I took the phone away from her and clicked the
END
button.

“How did I do?”

“Great.”

“Sorry about the bad language. I know that wasn’t part of the script. It just kind of came out.”

I smiled. “It was authentic. The most important rule of working undercover is to be yourself, even when you’re not. Understand?”

“I’ll have to think about that.”

“I did mostly undercover work for eight years. That’s how long I’ve had to think about it.” I added lightly, as a joke, “Now I don’t know who the hell I am.”

“Is that what you’re going to go back to doing? After you arrest Bogey?”

I smiled one more time and shrugged, but I could tell my eyes didn’t transmit the smile very convincingly.

From my crate of clothes, Brandy chose a gray long-sleeved polypro shirt that fit her well enough—it had been Rebecca’s—and a pair of baggy shorts I secured around her waist with a piece of webbing. I didn’t have a bra so she couldn’t place the tape recorder there, and her old clothes were far too filthy to use. I improvised with more webbing, making a kind of chest harness that placed the recorder between her breasts. Then I gave her a threadbare aloha shirt to wear on top in order to conceal the lines.

“An original Reyn Spooner,” she said with a wan smile, reading the label on the old shirt. “I’m impressed. It reminds me of home.”

We were going over what I wanted her to do and say at the river when my phone started chiming. It was a local number, but not Luke’s, or the jail’s, or anyone I knew. After hesitating, I pushed the button.

“Burns?” a voice said.

Who the hell would be calling me at this hour? Even though I was wide awake, I answered sleepily, worried that it might be Bogey checking to see if I was a part of Brandy’s plan.

“Wha?” I groaned.

“Burns? Is that you?”

“Yeah. What? Who’s this?”

“Jo. Jo Richards. Danger Girl, you bastard. I’m the paramedic you never called after I flirted with you shamelessly and gave you my number.”

This wasn’t a good time to try talking to an angry woman. There was way too much going on. But she sounded more concerned than truly angry—there was a note of amusement in her voice, so I didn’t hang up. Brandy was watching me with a puzzled expression. In the confined space of the tent, she could hear both ends of the conversation.

“Look, Jo, I’m sorry. I told you I was really busy.”
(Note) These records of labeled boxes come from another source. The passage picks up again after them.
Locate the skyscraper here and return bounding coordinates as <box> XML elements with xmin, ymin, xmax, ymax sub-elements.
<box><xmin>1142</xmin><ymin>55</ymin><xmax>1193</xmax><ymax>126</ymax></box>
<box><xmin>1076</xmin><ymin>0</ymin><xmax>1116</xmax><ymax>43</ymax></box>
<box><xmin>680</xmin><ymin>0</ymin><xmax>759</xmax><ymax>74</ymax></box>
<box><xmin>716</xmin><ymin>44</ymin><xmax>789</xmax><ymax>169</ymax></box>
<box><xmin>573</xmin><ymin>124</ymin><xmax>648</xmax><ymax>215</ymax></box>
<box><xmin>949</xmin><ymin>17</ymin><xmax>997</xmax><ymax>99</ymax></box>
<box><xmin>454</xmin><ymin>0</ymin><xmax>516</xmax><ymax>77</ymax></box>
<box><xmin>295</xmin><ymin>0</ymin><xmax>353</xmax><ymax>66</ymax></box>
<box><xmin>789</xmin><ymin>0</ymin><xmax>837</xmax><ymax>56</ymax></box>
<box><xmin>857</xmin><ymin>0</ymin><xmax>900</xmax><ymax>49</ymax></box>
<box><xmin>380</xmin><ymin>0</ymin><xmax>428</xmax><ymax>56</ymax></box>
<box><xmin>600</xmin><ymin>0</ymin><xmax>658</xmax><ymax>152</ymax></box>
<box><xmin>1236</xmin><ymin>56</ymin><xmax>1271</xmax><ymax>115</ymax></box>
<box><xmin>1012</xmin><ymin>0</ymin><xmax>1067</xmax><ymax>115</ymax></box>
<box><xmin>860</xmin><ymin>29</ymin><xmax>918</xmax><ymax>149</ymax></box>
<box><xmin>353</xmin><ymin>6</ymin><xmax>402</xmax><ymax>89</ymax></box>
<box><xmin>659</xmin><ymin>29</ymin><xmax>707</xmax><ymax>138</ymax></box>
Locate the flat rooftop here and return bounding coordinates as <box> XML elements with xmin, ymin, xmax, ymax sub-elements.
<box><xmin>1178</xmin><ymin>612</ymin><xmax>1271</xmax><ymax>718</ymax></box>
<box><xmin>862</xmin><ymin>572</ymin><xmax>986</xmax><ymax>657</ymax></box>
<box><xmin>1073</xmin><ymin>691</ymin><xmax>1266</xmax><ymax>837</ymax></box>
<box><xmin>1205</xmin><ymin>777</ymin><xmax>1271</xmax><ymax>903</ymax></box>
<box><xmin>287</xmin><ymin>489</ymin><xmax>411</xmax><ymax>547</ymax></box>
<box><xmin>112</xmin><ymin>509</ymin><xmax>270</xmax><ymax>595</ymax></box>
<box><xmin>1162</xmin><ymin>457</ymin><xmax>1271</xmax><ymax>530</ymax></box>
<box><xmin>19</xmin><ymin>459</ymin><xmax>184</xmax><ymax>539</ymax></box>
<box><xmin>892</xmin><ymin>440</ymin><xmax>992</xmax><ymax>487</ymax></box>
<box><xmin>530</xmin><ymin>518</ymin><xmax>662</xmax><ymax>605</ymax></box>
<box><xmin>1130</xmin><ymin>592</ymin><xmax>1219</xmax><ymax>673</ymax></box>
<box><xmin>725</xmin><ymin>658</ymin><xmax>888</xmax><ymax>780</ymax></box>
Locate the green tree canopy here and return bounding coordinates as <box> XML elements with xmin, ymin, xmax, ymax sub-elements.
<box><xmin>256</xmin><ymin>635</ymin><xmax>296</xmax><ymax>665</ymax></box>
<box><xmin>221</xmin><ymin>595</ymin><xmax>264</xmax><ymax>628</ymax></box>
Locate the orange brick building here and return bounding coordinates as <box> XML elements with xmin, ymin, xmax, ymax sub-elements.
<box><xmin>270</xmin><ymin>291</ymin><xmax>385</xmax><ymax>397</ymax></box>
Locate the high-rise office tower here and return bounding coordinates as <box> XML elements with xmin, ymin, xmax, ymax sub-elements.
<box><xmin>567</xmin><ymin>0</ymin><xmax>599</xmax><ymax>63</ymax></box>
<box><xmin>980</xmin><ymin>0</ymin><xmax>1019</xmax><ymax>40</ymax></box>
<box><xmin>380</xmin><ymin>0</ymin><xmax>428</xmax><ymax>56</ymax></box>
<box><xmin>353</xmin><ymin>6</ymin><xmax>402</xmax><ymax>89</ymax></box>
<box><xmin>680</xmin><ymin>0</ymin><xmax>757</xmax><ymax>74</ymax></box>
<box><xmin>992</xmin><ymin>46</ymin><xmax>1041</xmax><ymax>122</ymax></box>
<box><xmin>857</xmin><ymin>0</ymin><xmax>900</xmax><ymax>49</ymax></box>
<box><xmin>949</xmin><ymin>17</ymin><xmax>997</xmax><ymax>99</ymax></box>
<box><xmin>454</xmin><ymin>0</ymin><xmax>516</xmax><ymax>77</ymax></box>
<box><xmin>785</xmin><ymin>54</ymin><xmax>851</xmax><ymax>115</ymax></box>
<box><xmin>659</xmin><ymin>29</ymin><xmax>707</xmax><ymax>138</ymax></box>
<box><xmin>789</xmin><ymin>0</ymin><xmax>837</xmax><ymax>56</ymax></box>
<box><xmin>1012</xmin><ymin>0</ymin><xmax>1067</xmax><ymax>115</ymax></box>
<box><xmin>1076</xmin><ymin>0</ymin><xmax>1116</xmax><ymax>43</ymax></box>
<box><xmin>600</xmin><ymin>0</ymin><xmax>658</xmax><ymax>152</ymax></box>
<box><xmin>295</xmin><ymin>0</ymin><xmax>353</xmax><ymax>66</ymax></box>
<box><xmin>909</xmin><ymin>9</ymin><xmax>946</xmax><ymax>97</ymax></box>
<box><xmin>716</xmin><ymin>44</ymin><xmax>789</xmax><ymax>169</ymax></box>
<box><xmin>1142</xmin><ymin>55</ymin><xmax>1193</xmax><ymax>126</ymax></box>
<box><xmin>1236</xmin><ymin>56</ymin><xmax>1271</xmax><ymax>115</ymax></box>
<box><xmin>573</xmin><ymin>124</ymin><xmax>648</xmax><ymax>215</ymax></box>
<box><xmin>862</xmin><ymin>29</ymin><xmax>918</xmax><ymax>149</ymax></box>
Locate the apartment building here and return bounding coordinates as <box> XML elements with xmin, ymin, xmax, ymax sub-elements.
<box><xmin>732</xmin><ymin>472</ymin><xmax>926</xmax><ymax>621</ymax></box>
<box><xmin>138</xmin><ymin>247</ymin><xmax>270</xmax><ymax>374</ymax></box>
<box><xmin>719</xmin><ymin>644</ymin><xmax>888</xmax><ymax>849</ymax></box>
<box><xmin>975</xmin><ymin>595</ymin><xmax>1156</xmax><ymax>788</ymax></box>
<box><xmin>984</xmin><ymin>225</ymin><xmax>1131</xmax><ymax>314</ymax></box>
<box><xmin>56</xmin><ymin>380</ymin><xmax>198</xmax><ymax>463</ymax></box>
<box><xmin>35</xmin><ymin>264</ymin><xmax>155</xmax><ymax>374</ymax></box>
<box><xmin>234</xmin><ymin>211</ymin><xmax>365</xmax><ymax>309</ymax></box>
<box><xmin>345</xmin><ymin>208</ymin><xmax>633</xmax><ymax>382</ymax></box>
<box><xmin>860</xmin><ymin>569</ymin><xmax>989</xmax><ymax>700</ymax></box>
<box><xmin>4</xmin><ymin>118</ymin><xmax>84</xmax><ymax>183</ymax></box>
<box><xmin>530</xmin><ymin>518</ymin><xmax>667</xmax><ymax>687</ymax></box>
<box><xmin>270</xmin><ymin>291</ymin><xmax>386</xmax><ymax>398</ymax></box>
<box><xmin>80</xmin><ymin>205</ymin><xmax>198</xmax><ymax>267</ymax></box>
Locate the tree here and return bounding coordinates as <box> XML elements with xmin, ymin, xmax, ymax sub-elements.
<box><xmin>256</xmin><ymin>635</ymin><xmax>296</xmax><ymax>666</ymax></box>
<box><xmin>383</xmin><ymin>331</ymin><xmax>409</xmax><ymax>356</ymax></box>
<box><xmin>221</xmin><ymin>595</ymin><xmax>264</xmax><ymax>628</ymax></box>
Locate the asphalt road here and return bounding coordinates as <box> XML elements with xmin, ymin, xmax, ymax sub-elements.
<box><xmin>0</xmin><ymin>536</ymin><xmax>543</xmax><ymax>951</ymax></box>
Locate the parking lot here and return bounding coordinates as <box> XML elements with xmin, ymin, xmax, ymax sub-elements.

“Yeah, I remember that. And it seems that you weren’t just busy riling up the town by arresting Jonah Strasburg, either. You’re apparently somehow mixed up in a riot we had at the jail tonight.”

Oh shit.

“What happened?”

I was starting to feel the weakness and nausea that always overwhelmed me when I thought of what I’d done to my brother. A year ago, and again just three nights ago. I couldn’t seem to stop hurting him, couldn’t stop putting him at grave risk. I turned away from Brandy so she couldn’t see my face.

“Like I said, there was a riot. A bunch of people were hurt—”

“Who?”

“Hang on, I’m telling you, you son of a bitch. A bunch of people. A couple of them pretty bad. One guy, Smit, our town bully, has got a cracked skull. He’s in a coma, being Life Flighted to Salt Lake. Two other local guys got broken jaws and some other small bones in their faces. There’s an epidemic of broken ribs, too. And then there’s one guy sitting here on the bed in front of me who says he’s both a super-secret undercover agent and, believe it or not, your flesh-and-blood brother.”

“How bad is he hurt?” I demanded. “What happened to him?”

“Jesus, Burns, you are a real pain in the ass. He’s fine, except for some contusions and some old, uh, injuries. He wants to talk to you. But before I put him on, I want you to know something. He’s a hell of a lot cuter than you. A lot friendlier, and a lot more fun, too. Your loss, Burns. His gain.”